Although the reaction to the rape case and to the racism case was the same in terms on volume on the day the stories broke, reaction to the racism issue continued much longer.

“This is because people are sensitive to rape, but they have investment in racism. People agree rape is wrong and we need to stand up against it, but they are more empowered and aware of racism because it happens around them all the time and affects them directly and personally. Rape is considered as ‘something which doesn’t happen to us’. The response by people in social media to these issues is emotive and personally driven by people and it measures how society feels,” he said.

Victor Moaga of the Human Rights Commission said complaints against both models had been received – 48 against Dos Santos and 46 against Thamana.

Dos Santos – who made headlines by tweeting racist comments and then went silent – believes she “brought South Africa to its knees”, is sorry and is now anxious to make amends.

But Dos Santos’s Tweet raised the ire of another model, Tshidi Thamana, who responded with her own racist Tweet, wishing that all whites were killed.

Taking advantage of the media storm, DA spokesman Mmusi Maimane publicly invited the two models to visit him at his home to discuss their racist views.

So far only Dos Santos has replied, gushing that she is keen to mend her ways.

On Friday, Dos Santos came under fire for tweeting: “Just, well took on an arrogant and disrespectful k***** inside Spar. Should have punched him, should have.”

A few days later Thamana responded on Twitter with her own brand of racism: “Dear Mr Peter Makoba (sic)… I wish All White People were killed when you sang ‘kill the boer’ we wouldn’t be experiencing @Jessica Leandra’s racism right now**”

Maimane aims to use this experience to educate the models on racial tolerance.

Dos Santos has been dropped by her sponsors and lost several modelling contracts, but it is unclear whether Thamana, who describes herself as Tshiditee/Ms Capricorn on Twitter, has been affected at all.

On Monday Maimane wrote an open letter to the two, saying he was “angry and disappointed at the naked display of racism”, and while he commended the two for apologising, he believed that damage had been done.

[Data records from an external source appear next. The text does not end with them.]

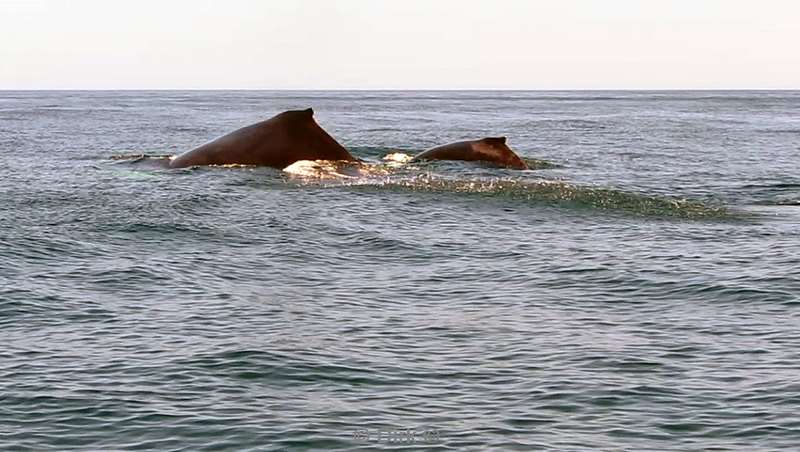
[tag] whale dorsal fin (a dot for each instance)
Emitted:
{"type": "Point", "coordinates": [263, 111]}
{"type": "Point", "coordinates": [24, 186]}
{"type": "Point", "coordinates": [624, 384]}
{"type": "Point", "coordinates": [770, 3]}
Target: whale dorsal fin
{"type": "Point", "coordinates": [496, 140]}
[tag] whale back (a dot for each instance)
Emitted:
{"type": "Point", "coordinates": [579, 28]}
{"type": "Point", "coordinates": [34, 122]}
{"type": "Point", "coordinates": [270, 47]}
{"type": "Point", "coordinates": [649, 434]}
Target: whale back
{"type": "Point", "coordinates": [277, 142]}
{"type": "Point", "coordinates": [493, 150]}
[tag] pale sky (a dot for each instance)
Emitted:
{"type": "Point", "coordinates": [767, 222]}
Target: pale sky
{"type": "Point", "coordinates": [404, 44]}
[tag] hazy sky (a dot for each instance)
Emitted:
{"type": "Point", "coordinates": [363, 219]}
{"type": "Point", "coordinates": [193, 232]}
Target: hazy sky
{"type": "Point", "coordinates": [405, 44]}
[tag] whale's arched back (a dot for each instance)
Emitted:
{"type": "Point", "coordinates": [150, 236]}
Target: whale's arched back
{"type": "Point", "coordinates": [277, 142]}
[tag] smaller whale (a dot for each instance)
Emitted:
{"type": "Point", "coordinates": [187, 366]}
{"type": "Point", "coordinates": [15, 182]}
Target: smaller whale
{"type": "Point", "coordinates": [492, 150]}
{"type": "Point", "coordinates": [278, 142]}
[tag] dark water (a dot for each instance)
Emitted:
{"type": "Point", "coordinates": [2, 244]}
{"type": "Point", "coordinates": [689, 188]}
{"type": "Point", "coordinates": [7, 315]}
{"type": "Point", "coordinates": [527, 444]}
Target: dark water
{"type": "Point", "coordinates": [640, 293]}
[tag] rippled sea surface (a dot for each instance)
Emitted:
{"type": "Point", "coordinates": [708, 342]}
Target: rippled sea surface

“I am in what might have been called under apartheid a ‘mixed marriage’. Under that regime my marriage would have been illegal.

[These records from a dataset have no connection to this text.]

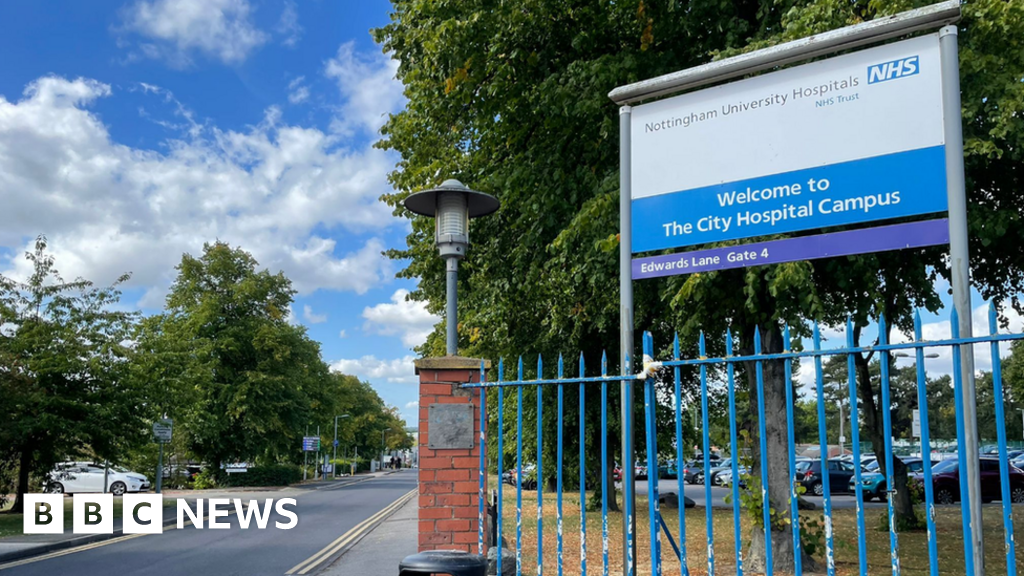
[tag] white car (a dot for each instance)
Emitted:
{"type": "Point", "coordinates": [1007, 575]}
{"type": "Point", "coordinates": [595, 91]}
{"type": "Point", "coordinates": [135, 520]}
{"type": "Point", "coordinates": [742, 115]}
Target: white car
{"type": "Point", "coordinates": [73, 478]}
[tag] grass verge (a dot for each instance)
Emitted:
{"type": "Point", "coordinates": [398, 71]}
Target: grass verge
{"type": "Point", "coordinates": [912, 545]}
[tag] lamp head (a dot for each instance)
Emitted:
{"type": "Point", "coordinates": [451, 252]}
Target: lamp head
{"type": "Point", "coordinates": [452, 205]}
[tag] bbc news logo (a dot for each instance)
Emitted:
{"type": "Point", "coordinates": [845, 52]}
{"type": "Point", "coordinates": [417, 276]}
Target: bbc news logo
{"type": "Point", "coordinates": [893, 70]}
{"type": "Point", "coordinates": [143, 513]}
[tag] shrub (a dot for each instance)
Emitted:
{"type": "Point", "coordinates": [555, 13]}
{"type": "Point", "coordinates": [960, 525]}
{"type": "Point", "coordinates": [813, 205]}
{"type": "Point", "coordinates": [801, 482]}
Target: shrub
{"type": "Point", "coordinates": [270, 475]}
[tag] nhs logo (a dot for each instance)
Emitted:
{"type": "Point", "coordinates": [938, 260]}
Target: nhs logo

“The state would have punished my wife and me just for being in love with each other. The new South Africa changed all that…

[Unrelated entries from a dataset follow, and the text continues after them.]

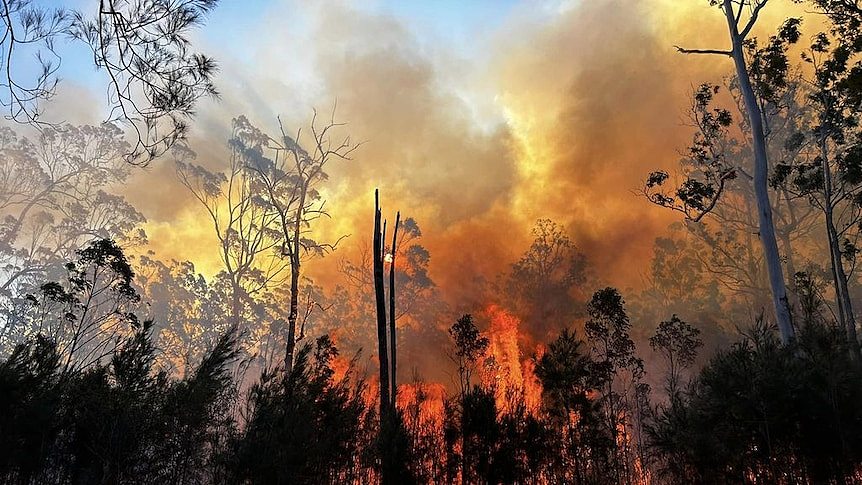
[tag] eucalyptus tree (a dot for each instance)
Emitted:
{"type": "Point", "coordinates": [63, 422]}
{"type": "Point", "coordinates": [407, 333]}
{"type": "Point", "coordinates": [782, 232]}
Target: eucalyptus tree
{"type": "Point", "coordinates": [830, 174]}
{"type": "Point", "coordinates": [142, 46]}
{"type": "Point", "coordinates": [56, 195]}
{"type": "Point", "coordinates": [291, 171]}
{"type": "Point", "coordinates": [244, 225]}
{"type": "Point", "coordinates": [758, 70]}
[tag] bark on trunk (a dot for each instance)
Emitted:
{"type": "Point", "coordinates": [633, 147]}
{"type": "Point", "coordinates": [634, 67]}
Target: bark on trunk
{"type": "Point", "coordinates": [295, 267]}
{"type": "Point", "coordinates": [392, 337]}
{"type": "Point", "coordinates": [380, 299]}
{"type": "Point", "coordinates": [761, 191]}
{"type": "Point", "coordinates": [842, 293]}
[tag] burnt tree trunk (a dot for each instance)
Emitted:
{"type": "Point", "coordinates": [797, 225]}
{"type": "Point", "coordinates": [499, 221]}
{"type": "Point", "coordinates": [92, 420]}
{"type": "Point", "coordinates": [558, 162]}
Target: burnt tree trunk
{"type": "Point", "coordinates": [380, 299]}
{"type": "Point", "coordinates": [392, 341]}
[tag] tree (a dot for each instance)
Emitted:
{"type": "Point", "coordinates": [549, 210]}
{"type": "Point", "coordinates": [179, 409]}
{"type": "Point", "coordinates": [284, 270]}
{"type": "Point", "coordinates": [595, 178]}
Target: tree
{"type": "Point", "coordinates": [620, 371]}
{"type": "Point", "coordinates": [55, 197]}
{"type": "Point", "coordinates": [677, 342]}
{"type": "Point", "coordinates": [544, 283]}
{"type": "Point", "coordinates": [701, 196]}
{"type": "Point", "coordinates": [89, 310]}
{"type": "Point", "coordinates": [290, 184]}
{"type": "Point", "coordinates": [830, 173]}
{"type": "Point", "coordinates": [142, 46]}
{"type": "Point", "coordinates": [243, 220]}
{"type": "Point", "coordinates": [569, 382]}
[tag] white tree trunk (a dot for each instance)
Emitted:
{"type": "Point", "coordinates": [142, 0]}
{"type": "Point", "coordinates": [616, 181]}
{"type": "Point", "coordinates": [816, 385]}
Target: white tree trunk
{"type": "Point", "coordinates": [761, 190]}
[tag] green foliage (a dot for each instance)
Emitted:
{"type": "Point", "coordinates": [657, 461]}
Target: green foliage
{"type": "Point", "coordinates": [766, 412]}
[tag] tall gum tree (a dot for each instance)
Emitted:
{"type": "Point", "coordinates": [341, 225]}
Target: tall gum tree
{"type": "Point", "coordinates": [705, 196]}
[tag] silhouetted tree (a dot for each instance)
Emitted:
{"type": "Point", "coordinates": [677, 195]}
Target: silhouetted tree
{"type": "Point", "coordinates": [142, 46]}
{"type": "Point", "coordinates": [677, 342]}
{"type": "Point", "coordinates": [699, 194]}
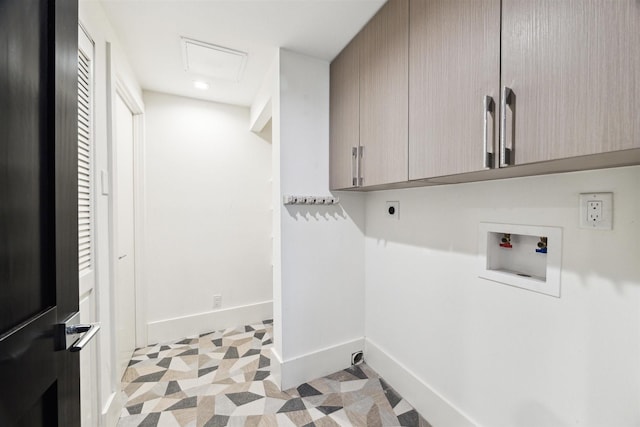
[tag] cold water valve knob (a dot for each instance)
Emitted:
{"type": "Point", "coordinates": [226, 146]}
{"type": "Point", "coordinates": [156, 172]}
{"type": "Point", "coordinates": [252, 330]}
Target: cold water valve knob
{"type": "Point", "coordinates": [505, 242]}
{"type": "Point", "coordinates": [542, 246]}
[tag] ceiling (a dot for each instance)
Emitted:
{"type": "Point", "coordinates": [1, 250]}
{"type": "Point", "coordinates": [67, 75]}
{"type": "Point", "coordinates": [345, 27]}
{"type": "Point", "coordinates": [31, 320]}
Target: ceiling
{"type": "Point", "coordinates": [151, 30]}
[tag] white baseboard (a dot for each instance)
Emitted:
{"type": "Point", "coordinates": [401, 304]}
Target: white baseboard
{"type": "Point", "coordinates": [112, 410]}
{"type": "Point", "coordinates": [314, 365]}
{"type": "Point", "coordinates": [428, 402]}
{"type": "Point", "coordinates": [276, 367]}
{"type": "Point", "coordinates": [181, 327]}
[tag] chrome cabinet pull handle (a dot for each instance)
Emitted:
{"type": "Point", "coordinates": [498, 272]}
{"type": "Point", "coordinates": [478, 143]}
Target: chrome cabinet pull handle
{"type": "Point", "coordinates": [486, 154]}
{"type": "Point", "coordinates": [355, 166]}
{"type": "Point", "coordinates": [505, 153]}
{"type": "Point", "coordinates": [360, 156]}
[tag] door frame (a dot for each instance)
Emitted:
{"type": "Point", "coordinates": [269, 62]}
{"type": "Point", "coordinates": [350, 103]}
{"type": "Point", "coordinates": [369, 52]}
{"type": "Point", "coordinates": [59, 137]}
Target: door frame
{"type": "Point", "coordinates": [117, 86]}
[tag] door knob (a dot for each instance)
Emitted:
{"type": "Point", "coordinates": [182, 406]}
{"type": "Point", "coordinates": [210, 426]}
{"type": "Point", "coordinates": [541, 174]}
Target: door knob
{"type": "Point", "coordinates": [74, 336]}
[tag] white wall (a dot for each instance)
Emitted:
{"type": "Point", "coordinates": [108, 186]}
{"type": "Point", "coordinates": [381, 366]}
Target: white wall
{"type": "Point", "coordinates": [320, 274]}
{"type": "Point", "coordinates": [208, 218]}
{"type": "Point", "coordinates": [500, 355]}
{"type": "Point", "coordinates": [110, 63]}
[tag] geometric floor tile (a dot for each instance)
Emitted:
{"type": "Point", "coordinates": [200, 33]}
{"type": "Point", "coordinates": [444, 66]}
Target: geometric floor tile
{"type": "Point", "coordinates": [223, 378]}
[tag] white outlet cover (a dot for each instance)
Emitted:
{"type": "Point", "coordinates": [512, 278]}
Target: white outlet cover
{"type": "Point", "coordinates": [606, 223]}
{"type": "Point", "coordinates": [395, 207]}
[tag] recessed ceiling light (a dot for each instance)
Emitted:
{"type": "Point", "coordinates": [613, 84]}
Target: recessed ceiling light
{"type": "Point", "coordinates": [217, 62]}
{"type": "Point", "coordinates": [201, 85]}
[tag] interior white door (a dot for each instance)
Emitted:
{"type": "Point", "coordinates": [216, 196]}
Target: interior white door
{"type": "Point", "coordinates": [86, 229]}
{"type": "Point", "coordinates": [124, 301]}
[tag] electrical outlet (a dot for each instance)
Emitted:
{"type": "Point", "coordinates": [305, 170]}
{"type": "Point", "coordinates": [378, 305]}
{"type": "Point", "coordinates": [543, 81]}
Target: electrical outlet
{"type": "Point", "coordinates": [393, 210]}
{"type": "Point", "coordinates": [596, 211]}
{"type": "Point", "coordinates": [217, 302]}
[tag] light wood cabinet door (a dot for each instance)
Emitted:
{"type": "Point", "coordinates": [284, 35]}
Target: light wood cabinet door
{"type": "Point", "coordinates": [344, 116]}
{"type": "Point", "coordinates": [384, 95]}
{"type": "Point", "coordinates": [454, 63]}
{"type": "Point", "coordinates": [574, 68]}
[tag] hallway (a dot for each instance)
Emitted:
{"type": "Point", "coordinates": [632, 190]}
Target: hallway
{"type": "Point", "coordinates": [224, 378]}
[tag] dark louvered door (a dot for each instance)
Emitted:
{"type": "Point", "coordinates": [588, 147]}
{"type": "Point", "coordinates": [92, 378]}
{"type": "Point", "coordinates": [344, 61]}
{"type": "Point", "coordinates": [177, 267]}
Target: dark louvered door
{"type": "Point", "coordinates": [38, 211]}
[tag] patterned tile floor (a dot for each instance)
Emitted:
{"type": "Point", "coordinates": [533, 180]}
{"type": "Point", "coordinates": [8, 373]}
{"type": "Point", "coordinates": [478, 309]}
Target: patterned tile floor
{"type": "Point", "coordinates": [223, 378]}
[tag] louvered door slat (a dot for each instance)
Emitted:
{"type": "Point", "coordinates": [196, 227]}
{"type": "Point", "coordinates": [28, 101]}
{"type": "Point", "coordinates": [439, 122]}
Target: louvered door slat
{"type": "Point", "coordinates": [85, 193]}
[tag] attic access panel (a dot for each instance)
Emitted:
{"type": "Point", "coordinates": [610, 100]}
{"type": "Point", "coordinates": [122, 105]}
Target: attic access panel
{"type": "Point", "coordinates": [209, 60]}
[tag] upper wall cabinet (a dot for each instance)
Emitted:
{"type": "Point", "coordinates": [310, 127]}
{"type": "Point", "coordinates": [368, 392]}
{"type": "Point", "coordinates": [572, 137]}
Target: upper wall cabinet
{"type": "Point", "coordinates": [454, 82]}
{"type": "Point", "coordinates": [570, 77]}
{"type": "Point", "coordinates": [344, 116]}
{"type": "Point", "coordinates": [384, 80]}
{"type": "Point", "coordinates": [369, 103]}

“But this doesn’t mean that my wife and I don’t get stared at when we hold hands in public. And I know that, one day, our daughter will have to deal with racist bigots who can’t accept that her parents don’t have the same skin colour,” he wrote.

Maimane challenged the two to meet with him and talk through their issues in person.

The DA received this open letter from Dos Santos:

Dear Mr Mmusi Maimane,

I thank you for the open letter posted to Tshidi and myself.

I acknowledge that my inbox has been flooded with requests and invites for radio interviews, press reports and the like since my irresponsible Twitter ordeal. I have chosen to ignore these requests as I don’t believe that telling my side of the story is really what the nation wants to hear.

It further concerns me that these requests for interviews aim to score points for journalists and/or listenership ratings on his or her show.

At this moment I accept and acknowledge that I have brought this nation of ours to its knees. I now intend to mend my ways and ensure that I restore the trust of all South Africans. I beg of you that this should not become a party political issue. If anything, this needs to become a healing process and a process of uniting the nation back to where we were a week ago.

Tshidi, I am appealing to you to embrace this opportunity and walk this road jointly with me. I know in my heart that you too don’t harbour the hatred that you displayed on Twitter in response to my ludicrous and irresponsible tweet.

Together we can do a great deal for our nation.

Fellow South Africans, my uncalculated Tweet was not intended to hurt an entire nation but simply directed at one individual, and I ask that you forgive my actions and help me along the way.

We South Africans have many more important matters to concern ourselves with right now than to slander each other’s race.

Mr Maimane, I look forward to working with you. Together we shall achieve.